La práctica de cualquier actividad implica asumir responsabilidades

Muchos creen que un título académico, la supuesta idoneidad o el conocimiento empírico de una disciplina alcanza para ostentar una “licencia” de la cual sentirse orgulloso, cuando en realidad el requisito más relevante es intangible y pocos pueden jactarse de utilizarlo con integridad.
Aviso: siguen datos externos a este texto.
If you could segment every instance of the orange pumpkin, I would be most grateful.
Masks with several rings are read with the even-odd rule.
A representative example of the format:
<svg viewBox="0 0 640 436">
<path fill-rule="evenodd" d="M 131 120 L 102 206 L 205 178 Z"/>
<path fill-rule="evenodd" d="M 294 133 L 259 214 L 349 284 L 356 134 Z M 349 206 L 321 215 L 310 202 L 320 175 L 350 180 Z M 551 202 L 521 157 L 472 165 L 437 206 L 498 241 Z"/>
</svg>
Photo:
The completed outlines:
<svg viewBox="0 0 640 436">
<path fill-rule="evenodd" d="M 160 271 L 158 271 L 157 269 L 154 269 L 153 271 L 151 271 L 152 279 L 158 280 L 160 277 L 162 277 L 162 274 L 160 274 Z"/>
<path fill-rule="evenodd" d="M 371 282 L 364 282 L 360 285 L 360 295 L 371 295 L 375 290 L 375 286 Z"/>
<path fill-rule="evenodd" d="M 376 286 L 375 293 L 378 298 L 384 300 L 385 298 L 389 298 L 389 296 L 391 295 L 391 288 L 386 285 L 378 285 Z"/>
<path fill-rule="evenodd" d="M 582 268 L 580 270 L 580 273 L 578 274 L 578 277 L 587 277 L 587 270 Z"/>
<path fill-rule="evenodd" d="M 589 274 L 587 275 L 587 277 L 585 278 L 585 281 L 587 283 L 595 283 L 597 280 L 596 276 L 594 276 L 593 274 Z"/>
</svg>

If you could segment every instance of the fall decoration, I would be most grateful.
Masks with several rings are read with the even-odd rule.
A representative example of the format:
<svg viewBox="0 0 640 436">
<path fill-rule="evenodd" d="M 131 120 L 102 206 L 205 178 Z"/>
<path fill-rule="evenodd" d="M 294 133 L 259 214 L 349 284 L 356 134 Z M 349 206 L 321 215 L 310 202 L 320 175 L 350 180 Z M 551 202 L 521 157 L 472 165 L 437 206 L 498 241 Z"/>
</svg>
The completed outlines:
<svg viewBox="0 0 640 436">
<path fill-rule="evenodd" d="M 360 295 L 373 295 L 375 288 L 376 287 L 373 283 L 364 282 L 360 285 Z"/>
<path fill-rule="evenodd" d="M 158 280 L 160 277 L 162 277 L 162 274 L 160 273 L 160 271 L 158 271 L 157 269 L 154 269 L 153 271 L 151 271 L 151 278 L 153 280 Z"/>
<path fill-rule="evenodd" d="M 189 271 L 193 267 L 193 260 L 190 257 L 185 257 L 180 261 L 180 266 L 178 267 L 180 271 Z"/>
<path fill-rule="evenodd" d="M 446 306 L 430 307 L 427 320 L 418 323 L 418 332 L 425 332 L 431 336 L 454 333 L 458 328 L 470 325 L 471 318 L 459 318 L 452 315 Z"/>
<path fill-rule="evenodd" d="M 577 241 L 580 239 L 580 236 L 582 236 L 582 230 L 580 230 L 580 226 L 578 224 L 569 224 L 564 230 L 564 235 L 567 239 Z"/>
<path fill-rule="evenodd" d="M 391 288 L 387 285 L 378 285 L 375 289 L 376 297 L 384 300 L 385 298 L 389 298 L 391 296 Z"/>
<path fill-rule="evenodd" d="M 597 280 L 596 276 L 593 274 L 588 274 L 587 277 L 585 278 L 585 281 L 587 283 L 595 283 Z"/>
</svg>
En el ejercicio cotidiano de un oficio, sin importar su complejidad o pretendida jerarquía social, los protagonistas bajo contextos puntuales enfrentan dilemas de difícil resolución y es allí cuando los profundos valores vinculados a la formación personal entran en juego inexorablemente.

El decoro de un individuo se mide en esas sofisticadas circunstancias, en esos instantes en los que hay que seleccionar el rumbo, en los que la duda invade y todo lo que se sabe hasta ahí pasa a tener muy poca significación.

Lo aprendido desde la cuna, las experiencias negativas de la vida y cómo se ha salido del pantano dejan una huella que cala con potencia en ese minuto en el que hay que decidir cómo obrar sin que tiemble el pulso, asumiendo inclusive el costo de esa determinación.

Ciertamente algunas ocupaciones tienen sus estigmas y entonces la generalización hace su tarea con crueldad intentando ser mayoritariamente descriptiva en esa dinámica simplificadora que la humanidad utiliza para explicar lo engorroso en pocas ideas.

Los abogados y los choferes, los plomeros y los odontólogos, los consultores y los carpinteros, los albañiles y los comunicadores, por solo citar algunas variantes, deben trabajar en el marco de ciertos principios que rigen su accionar y esto no tiene que ver con lo legal sino justamente con lo abstracto.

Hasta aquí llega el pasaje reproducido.